When our dog was in heat my mother would yell at us
about her blood getting all over the house, claiming
their hormones were synchronized. We would chase her
around & put her in my brother’s old Underoos. One
of us left to spot clean the green shag carpet. He always
seemed sad about this, not that we ruined his discarded
underwear, or cut a hole out of the back for her tail, or
that we put a bulky pad in the lining where his balls
once felt secure–but the tethering of him to her period
somehow, embarrassed him. No one ever talked to us
about our bodies. The summer she got pregnant
they took us to Woods Hole to adopt a whale.
That same year we purchased stars & named them after
ourselves. I remember thinking it a strange thing to buy
gifts we were never able to touch. The volunteer
who filled out my Certificate of Adoption told me
a blue whale’s heart weighs 400lbs when it’s not beating,
but everything is an approximation. We are unable
to weigh the human heart while it still works in our chest.

*

*

Post-Post Script

No one is talking about the Mississippi flowing
backward, the swell of delta and what will be left

of the graves below sea-level, buried above ground.
In the pine barrens boys load machetes on their backs

and set-off each morning to hunt the rabbit that infest
the high cane of industrial sugar plantations. For food.

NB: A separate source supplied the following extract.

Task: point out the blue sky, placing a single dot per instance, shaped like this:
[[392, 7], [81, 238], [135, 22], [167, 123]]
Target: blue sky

Their mother, still pregnant for no other reason than urge
not her own. And beneath an underpass on Cahuenga a man

sweeps a carpet that reads WELCOME in frilly script, the same
mat on my mother’s door-step. It breaches an invisible doorway

a mattress on a wooden frame, an orderly hutch filled
with porcelain figures of children playing cards.

There are no barriers to contort our viewing. Just pictures
of families hanging off the cement. In the latest series

of repeating nightmares, I watch as women from all corners
of my past raise my daughter, shuffle her from place

to place. In each near miss, I feel the smooth skin of her palm
and the small callus on her fourth finger where she rests

her pencil. Her delighted laughter repeats like the bleat
of sheep awaiting slaughter in the slow heat of a metal silo

in May. My mind chases her hollow sound through tunnels
tubed in late sun, washed out into blinding unutterable god-light.

*

The Children Throw A Funeral

Out back by the pool, the children throw a funeral
for Grandmother. They set up chairs in neat rows
with an aisle cut clear through the center. My daughter
wears a black veil, a vampire queen costume she saves
for birthday parties, my beige patent heels, gaudy
gold hoops, and a plush crystal ball around her neck.
I can’t remember buying it. They are solemn, but not
sad, as if they understand the gravity of this kind
of event. Neither has ever been to a funeral. My son
carries our dead cat ashes in two smooth wooden boxes,
both palms up, like an offering. Down, down the long
aisle he marches until he reaches an altar of sticks,
dusty leaves, a sixteen-inch LEGO figure of baby Yoda
that took a week to make, is missing his feet, and has
a dream catcher strung around his neck which they
light on fire and wave over the boxes like a censer.
I watch from the window, they laugh hysterically,
a bead melts onto one of Yoda’s fingers. Later,
we talk about spreading the cat’s ashes before we
leave California. Everyone starts to cry. We’ve now
had the ashes longer than we had the cats. How
many ways can we be made to say goodbye.

*

Kate Sweeney is pursuing an MFA at Bennington College. She has poems most recently appearing or forthcoming from Northwest Review, Muzzle Magazine, Birdcoat Quarterly & other places. Kate has a chapbook, The Oranges Will Still Grow Without Us [Ethel 2022]. She lives in New York.